Cartographie et génome
Concrètement, à l’aide de drones et d’un télémètre LIDAR (laser) embarqué sur hélicoptère, les scientifiques ont établi les modèles topographiques de quatre vallées alpines vaudoises à une résolution spatiale inédite, allant de 6 centimètres à 32 mètres. En parallèle, l’équipe a organisé sur les quatre sites l’échantillonnage d’une espèce alpine représentative de l’écosystème local, l’arabette des Alpes (Arabis alpina). Cette fleur aux pétales blancs prolifère sur les sols sablonneux et rugueux des montagnes. On la trouve aussi nichée entre les failles des roches. Une extraction de son génome complet a permis d’observer ses variations génotypiques. Combinées aux données géographiques, ces variations montrent comment son génome diffère d’une vallée à une autre en fonction du contexte environnemental (ensoleillement, humidité, pente, température, orientation, etc.). En d’autres termes: comment la plante lutte pour sa survie en fonction des conditions locales.
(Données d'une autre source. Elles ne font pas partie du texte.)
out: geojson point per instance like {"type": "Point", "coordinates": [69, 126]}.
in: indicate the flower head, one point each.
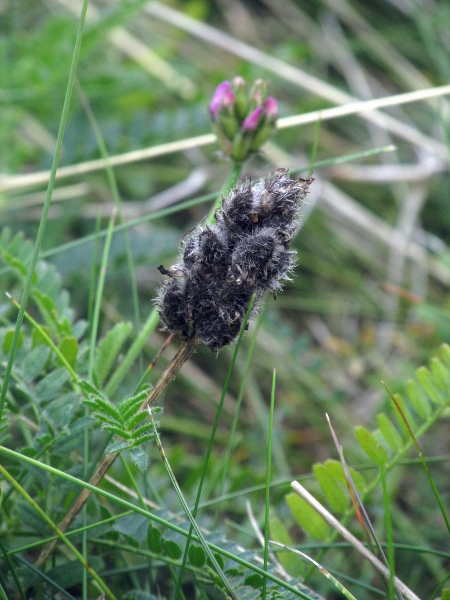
{"type": "Point", "coordinates": [245, 253]}
{"type": "Point", "coordinates": [242, 120]}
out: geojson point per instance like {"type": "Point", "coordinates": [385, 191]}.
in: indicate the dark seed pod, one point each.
{"type": "Point", "coordinates": [245, 253]}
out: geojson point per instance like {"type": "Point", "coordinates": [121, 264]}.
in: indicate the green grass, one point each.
{"type": "Point", "coordinates": [369, 301]}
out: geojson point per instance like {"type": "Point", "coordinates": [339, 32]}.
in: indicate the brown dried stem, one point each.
{"type": "Point", "coordinates": [186, 349]}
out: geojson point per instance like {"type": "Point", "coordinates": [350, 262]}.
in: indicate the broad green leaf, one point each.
{"type": "Point", "coordinates": [390, 433]}
{"type": "Point", "coordinates": [108, 349]}
{"type": "Point", "coordinates": [441, 374]}
{"type": "Point", "coordinates": [69, 349]}
{"type": "Point", "coordinates": [154, 539]}
{"type": "Point", "coordinates": [49, 387]}
{"type": "Point", "coordinates": [292, 563]}
{"type": "Point", "coordinates": [371, 447]}
{"type": "Point", "coordinates": [419, 399]}
{"type": "Point", "coordinates": [172, 549]}
{"type": "Point", "coordinates": [197, 556]}
{"type": "Point", "coordinates": [429, 385]}
{"type": "Point", "coordinates": [7, 341]}
{"type": "Point", "coordinates": [337, 498]}
{"type": "Point", "coordinates": [254, 580]}
{"type": "Point", "coordinates": [118, 447]}
{"type": "Point", "coordinates": [136, 419]}
{"type": "Point", "coordinates": [307, 517]}
{"type": "Point", "coordinates": [335, 469]}
{"type": "Point", "coordinates": [445, 353]}
{"type": "Point", "coordinates": [89, 389]}
{"type": "Point", "coordinates": [139, 457]}
{"type": "Point", "coordinates": [37, 339]}
{"type": "Point", "coordinates": [117, 430]}
{"type": "Point", "coordinates": [34, 363]}
{"type": "Point", "coordinates": [219, 560]}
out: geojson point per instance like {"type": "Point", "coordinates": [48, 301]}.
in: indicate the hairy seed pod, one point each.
{"type": "Point", "coordinates": [223, 265]}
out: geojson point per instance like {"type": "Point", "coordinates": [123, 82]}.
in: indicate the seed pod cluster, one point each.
{"type": "Point", "coordinates": [245, 252]}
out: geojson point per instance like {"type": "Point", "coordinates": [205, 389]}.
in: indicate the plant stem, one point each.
{"type": "Point", "coordinates": [186, 349]}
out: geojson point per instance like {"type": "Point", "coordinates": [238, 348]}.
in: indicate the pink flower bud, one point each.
{"type": "Point", "coordinates": [251, 122]}
{"type": "Point", "coordinates": [219, 95]}
{"type": "Point", "coordinates": [271, 108]}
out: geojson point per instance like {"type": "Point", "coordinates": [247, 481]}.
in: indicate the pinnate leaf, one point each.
{"type": "Point", "coordinates": [307, 517]}
{"type": "Point", "coordinates": [335, 495]}
{"type": "Point", "coordinates": [370, 445]}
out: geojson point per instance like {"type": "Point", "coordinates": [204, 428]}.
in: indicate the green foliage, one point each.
{"type": "Point", "coordinates": [307, 517]}
{"type": "Point", "coordinates": [337, 328]}
{"type": "Point", "coordinates": [108, 350]}
{"type": "Point", "coordinates": [125, 420]}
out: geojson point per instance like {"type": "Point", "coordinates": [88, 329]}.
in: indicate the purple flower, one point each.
{"type": "Point", "coordinates": [222, 91]}
{"type": "Point", "coordinates": [251, 122]}
{"type": "Point", "coordinates": [271, 108]}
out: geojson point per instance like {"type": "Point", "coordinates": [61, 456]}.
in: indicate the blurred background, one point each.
{"type": "Point", "coordinates": [370, 297]}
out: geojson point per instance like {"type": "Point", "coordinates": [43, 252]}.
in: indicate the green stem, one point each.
{"type": "Point", "coordinates": [228, 185]}
{"type": "Point", "coordinates": [51, 183]}
{"type": "Point", "coordinates": [151, 517]}
{"type": "Point", "coordinates": [59, 533]}
{"type": "Point", "coordinates": [269, 464]}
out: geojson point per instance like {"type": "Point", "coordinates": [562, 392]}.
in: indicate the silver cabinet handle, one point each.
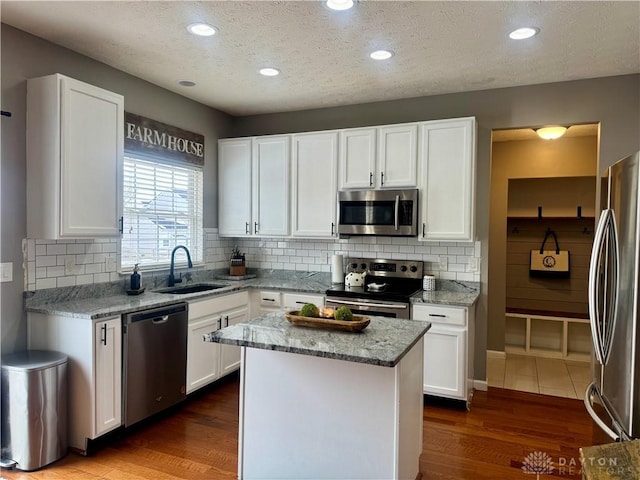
{"type": "Point", "coordinates": [397, 210]}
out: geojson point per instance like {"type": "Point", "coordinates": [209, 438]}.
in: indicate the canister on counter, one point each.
{"type": "Point", "coordinates": [428, 283]}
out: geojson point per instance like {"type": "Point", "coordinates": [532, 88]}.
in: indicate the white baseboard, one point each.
{"type": "Point", "coordinates": [480, 385]}
{"type": "Point", "coordinates": [496, 354]}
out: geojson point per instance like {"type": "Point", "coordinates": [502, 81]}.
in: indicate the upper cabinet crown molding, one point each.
{"type": "Point", "coordinates": [378, 157]}
{"type": "Point", "coordinates": [75, 150]}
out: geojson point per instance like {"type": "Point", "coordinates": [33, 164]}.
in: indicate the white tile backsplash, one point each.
{"type": "Point", "coordinates": [94, 261]}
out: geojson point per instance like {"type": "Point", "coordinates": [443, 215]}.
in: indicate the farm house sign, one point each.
{"type": "Point", "coordinates": [150, 136]}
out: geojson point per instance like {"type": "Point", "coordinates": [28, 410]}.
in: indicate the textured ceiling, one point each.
{"type": "Point", "coordinates": [441, 47]}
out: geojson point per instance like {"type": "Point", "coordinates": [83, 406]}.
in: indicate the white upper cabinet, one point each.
{"type": "Point", "coordinates": [75, 149]}
{"type": "Point", "coordinates": [271, 185]}
{"type": "Point", "coordinates": [234, 186]}
{"type": "Point", "coordinates": [379, 157]}
{"type": "Point", "coordinates": [397, 157]}
{"type": "Point", "coordinates": [357, 158]}
{"type": "Point", "coordinates": [314, 184]}
{"type": "Point", "coordinates": [447, 157]}
{"type": "Point", "coordinates": [253, 186]}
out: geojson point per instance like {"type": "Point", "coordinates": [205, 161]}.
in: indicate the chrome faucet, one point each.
{"type": "Point", "coordinates": [172, 279]}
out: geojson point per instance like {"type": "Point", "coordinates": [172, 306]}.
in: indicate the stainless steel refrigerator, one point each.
{"type": "Point", "coordinates": [613, 397]}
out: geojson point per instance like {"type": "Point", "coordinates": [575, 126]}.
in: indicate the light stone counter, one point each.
{"type": "Point", "coordinates": [383, 342]}
{"type": "Point", "coordinates": [105, 300]}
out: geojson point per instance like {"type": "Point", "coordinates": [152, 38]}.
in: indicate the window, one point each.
{"type": "Point", "coordinates": [162, 208]}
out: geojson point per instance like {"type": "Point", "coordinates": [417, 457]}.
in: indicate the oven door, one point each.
{"type": "Point", "coordinates": [362, 306]}
{"type": "Point", "coordinates": [378, 212]}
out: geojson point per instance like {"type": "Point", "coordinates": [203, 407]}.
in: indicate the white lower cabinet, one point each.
{"type": "Point", "coordinates": [448, 350]}
{"type": "Point", "coordinates": [207, 361]}
{"type": "Point", "coordinates": [94, 350]}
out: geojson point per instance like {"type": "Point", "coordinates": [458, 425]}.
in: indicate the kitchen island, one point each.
{"type": "Point", "coordinates": [321, 404]}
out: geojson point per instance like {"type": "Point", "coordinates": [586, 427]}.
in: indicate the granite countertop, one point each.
{"type": "Point", "coordinates": [110, 299]}
{"type": "Point", "coordinates": [383, 342]}
{"type": "Point", "coordinates": [613, 461]}
{"type": "Point", "coordinates": [450, 292]}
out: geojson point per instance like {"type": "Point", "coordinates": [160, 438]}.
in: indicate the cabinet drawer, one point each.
{"type": "Point", "coordinates": [441, 315]}
{"type": "Point", "coordinates": [270, 299]}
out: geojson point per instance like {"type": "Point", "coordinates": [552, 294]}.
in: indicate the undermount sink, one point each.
{"type": "Point", "coordinates": [190, 288]}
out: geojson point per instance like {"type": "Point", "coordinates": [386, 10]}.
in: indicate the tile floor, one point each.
{"type": "Point", "coordinates": [549, 376]}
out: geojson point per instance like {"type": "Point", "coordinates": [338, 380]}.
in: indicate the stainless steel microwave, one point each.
{"type": "Point", "coordinates": [378, 212]}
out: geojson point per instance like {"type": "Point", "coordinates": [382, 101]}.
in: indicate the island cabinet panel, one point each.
{"type": "Point", "coordinates": [329, 418]}
{"type": "Point", "coordinates": [314, 184]}
{"type": "Point", "coordinates": [206, 362]}
{"type": "Point", "coordinates": [94, 350]}
{"type": "Point", "coordinates": [75, 149]}
{"type": "Point", "coordinates": [446, 178]}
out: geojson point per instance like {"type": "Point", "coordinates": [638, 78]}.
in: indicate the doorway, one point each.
{"type": "Point", "coordinates": [540, 337]}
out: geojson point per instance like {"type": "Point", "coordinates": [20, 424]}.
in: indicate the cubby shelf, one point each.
{"type": "Point", "coordinates": [550, 336]}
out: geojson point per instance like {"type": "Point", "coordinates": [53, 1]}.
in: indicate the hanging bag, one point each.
{"type": "Point", "coordinates": [549, 263]}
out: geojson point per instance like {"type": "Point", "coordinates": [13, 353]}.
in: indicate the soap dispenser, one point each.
{"type": "Point", "coordinates": [135, 279]}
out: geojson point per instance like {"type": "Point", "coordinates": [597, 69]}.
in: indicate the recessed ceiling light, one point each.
{"type": "Point", "coordinates": [523, 33]}
{"type": "Point", "coordinates": [381, 54]}
{"type": "Point", "coordinates": [339, 4]}
{"type": "Point", "coordinates": [269, 72]}
{"type": "Point", "coordinates": [202, 29]}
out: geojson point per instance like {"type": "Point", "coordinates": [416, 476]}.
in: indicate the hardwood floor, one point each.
{"type": "Point", "coordinates": [199, 440]}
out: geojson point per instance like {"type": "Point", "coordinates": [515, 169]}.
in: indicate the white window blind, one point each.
{"type": "Point", "coordinates": [162, 208]}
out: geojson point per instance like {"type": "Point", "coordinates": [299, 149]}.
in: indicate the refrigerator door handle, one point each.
{"type": "Point", "coordinates": [591, 392]}
{"type": "Point", "coordinates": [594, 270]}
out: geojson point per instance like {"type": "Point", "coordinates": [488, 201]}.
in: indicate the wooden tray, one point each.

Pour la première fois, nous pouvons détecter des signatures de sélection naturelle à la bonne échelle
Approche multi-échelles
«Pendant longtemps, de telles études se basaient sur des modèles topographiques dont la résolution spatiale allait de 25 à 50 mètres, essentiellement fournis par swisstopo», explique Stéphane Joost, auteur correspondant et maître d’enseignement et de recherche au Groupe d’épidémiologie moléculaire géospatiale (GEOME), inscrit au Laboratoire de géochimie biologique (LGB) de l’EPFL. «Pour la première fois, nous pouvons détecter des signatures de sélection naturelle à la bonne échelle».
Mais que voit-on de nouveau? Le chercheur donne comme exemple un mécanisme de défense observé chez l’arabette des Alpes face aux insectes. Ceux-ci logent souvent sous de gros blocs de roches, un habitat qu’ils partagent avec la plante. Pour éviter qu’ils ne dévorent toutes ses feuilles, l’arabette produit un sucre qui les repousse. «Nous avons pu détecter une association significative entre un gène impliqué dans la réponse d’Arabis alpina aux insectes herbivores et une variable de rugosité du terrain calculée pour une résolution de 2 mètres uniquement. A toutes les autres résolutions spatiales, cette association n’existe pas ou n’est pas détectable», précise le géographe. Pour lui, cette recherche démontre l’importance de mettre en œuvre un dispositif d’analyse multi-échelles, afin de ne pas passer à côté de mécanismes d’adaptation locale qui sont cruciaux pour la survie de ces écosystèmes.
L’étude a permis de mettre en évidence un autre point important: malgré un patrimoine génétique partagé en raison d’une histoire évolutive récente commune, chaque population de plante adopte des stratégies de survie spécifiques. Celles-ci peuvent varier sur une courte distance en fonction de facteurs qui façonnent le paysage.
Prédire et conserver
Dans le contexte du réchauffement global, les modèles numériques produits dans le cadre de cette recherche permettront par exemple de générer des cartes prédictives. Celles-ci situeront les zones les plus favorables à l’arabette des Alpes d’ici 50 ans et de comprendre le décalage génétique, autrement dit, son degré de maladaptation, si elle ne migre pas naturellement ou artificiellement.
Cette publication est l’aboutissement d’une recherche au long cours financée par le Fonds National Suisse (FNS) et menée à l’EPFL en partenariat avec l’Institut fédéral de recherches sur la forêt, la neige et le paysage (WSL), les Universités de Neuchâtel, Fribourg, et la Haute Ecole d’Ingénierie et de Gestion du Canton de Vaud (HEIG-VD). L’article paru en juillet dans Evolutionary Applications est le fruit du travail de thèse d’Annie Guillaume (voir ci-dessous), première autrice et ancienne doctorante au GEOME (actuellement en Australie, ndlr).